Sue VanHattum · August 15, 2013 at 11:04 am

l hodge gave a great example of a problem s/he considers rigorous but not problem-solving. Do you agree, Grant and MrHonner? I’d like to tease out how rigorous questions are different from questions that require problem-solving. And I’d like to think about more examples.

I think we can always get a little more creative in the way we ask questions, so that they are not routine for any of the students, but also do not ask for leaps of creativity.

For example, to test whether students understand the concept of slope, rather than the technical implementation, we can simply show a line (no coordinates) and ask for an estimate of the slope. What is the slope of / ? a. 2 b. 1/2 c. -2 d. -1/2

    Grant · August 15, 2013 at 11:16 am

    While I like the query as a test of understanding of the concept of slope, given my definition it doesn’t pass. For one thing, LESS precision than normal is required. For another, if you were taught the concept of slope, you would not find this much an intellectual stretch. Rather, what it does well (to use test construction language) is it acts as a really good discriminator of who gets it and who doesn’t – i.e. valid but not taxing and rigorous.
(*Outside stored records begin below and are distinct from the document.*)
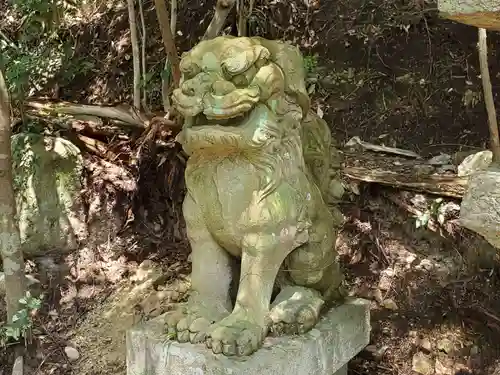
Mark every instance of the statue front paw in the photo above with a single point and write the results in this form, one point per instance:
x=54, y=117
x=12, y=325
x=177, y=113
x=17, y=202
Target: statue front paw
x=190, y=323
x=236, y=335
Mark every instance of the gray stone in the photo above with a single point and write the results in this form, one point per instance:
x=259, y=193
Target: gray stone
x=340, y=334
x=475, y=163
x=47, y=174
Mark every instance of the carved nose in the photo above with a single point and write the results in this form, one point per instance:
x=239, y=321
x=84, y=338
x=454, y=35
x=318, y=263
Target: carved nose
x=188, y=89
x=222, y=87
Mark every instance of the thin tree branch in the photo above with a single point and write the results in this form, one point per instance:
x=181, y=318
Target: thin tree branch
x=10, y=242
x=488, y=95
x=143, y=57
x=168, y=39
x=135, y=53
x=222, y=10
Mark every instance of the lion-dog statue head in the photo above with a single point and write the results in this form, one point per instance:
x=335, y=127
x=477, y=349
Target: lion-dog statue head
x=247, y=95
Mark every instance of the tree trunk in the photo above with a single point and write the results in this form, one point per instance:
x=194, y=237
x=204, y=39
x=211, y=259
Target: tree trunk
x=403, y=173
x=478, y=13
x=488, y=95
x=168, y=39
x=135, y=53
x=10, y=243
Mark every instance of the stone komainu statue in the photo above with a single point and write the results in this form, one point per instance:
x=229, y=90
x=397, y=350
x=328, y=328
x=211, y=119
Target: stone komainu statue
x=255, y=211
I plan to return to the question of valid discriminators in a future post because it is something most educators do not realize: test-makers look for valid discriminators and often some of the best ones lack face validity to teachers. Hint: the infamous pineapple question in NY on the ELA last year was a valid discriminator for what was being tested.

    Here is another example, from Van de Walle that I often use in workshops with teachers. “Given the relationship of feet to yards, frame the mathematical relationship in an equation using Y for yards and F for feet.” MOST people, including advanced students, write 3F = Y (which is wrong, of course, but revealing of one’s understanding of the math vs English language, or lack of it).
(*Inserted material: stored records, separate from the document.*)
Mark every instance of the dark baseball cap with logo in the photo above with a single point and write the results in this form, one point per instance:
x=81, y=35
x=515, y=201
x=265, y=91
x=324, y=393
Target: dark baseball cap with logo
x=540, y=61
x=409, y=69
Mike Lawler · August 15, 2013 at 12:00 pm

While I enjoyed reading this piece and look forward to the next one(s), I find myself pretty much in full agreement with the points made by both Mr. Honner and Mr. Wiggins. As a result, I feel as though I’m not fully appreciating the purpose of the conversation.
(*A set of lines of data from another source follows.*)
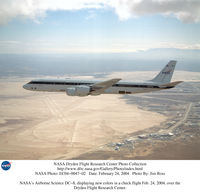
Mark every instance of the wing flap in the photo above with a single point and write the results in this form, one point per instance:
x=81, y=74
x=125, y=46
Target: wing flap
x=102, y=86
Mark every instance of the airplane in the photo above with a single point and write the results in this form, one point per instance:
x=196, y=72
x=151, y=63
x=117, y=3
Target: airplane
x=111, y=86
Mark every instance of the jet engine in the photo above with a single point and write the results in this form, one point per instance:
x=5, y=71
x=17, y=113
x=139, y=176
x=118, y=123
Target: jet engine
x=78, y=91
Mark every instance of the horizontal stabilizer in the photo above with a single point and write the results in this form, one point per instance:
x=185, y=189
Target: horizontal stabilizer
x=166, y=74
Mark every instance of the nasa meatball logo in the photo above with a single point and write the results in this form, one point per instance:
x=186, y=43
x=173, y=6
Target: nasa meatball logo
x=5, y=165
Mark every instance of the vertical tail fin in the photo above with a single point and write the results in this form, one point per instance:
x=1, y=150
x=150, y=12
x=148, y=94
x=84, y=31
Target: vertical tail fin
x=165, y=75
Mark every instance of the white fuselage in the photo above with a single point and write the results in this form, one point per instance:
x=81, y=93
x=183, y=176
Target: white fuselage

Is there a central point of disagreement between the two authors, or is the goal to flush out are more precise definition of “rigor” in the context of exam questions? (or something else entirely?)

Thanks

Grant · August 15, 2013 at 9:54 pm

I would say that our goal is the latter, but broader – flush out some ideas that are either implicit in lots of conversations about standards and testing – rigor, in this case – or otherwise needing greater clarity or precision because they are being carelessly thrown about.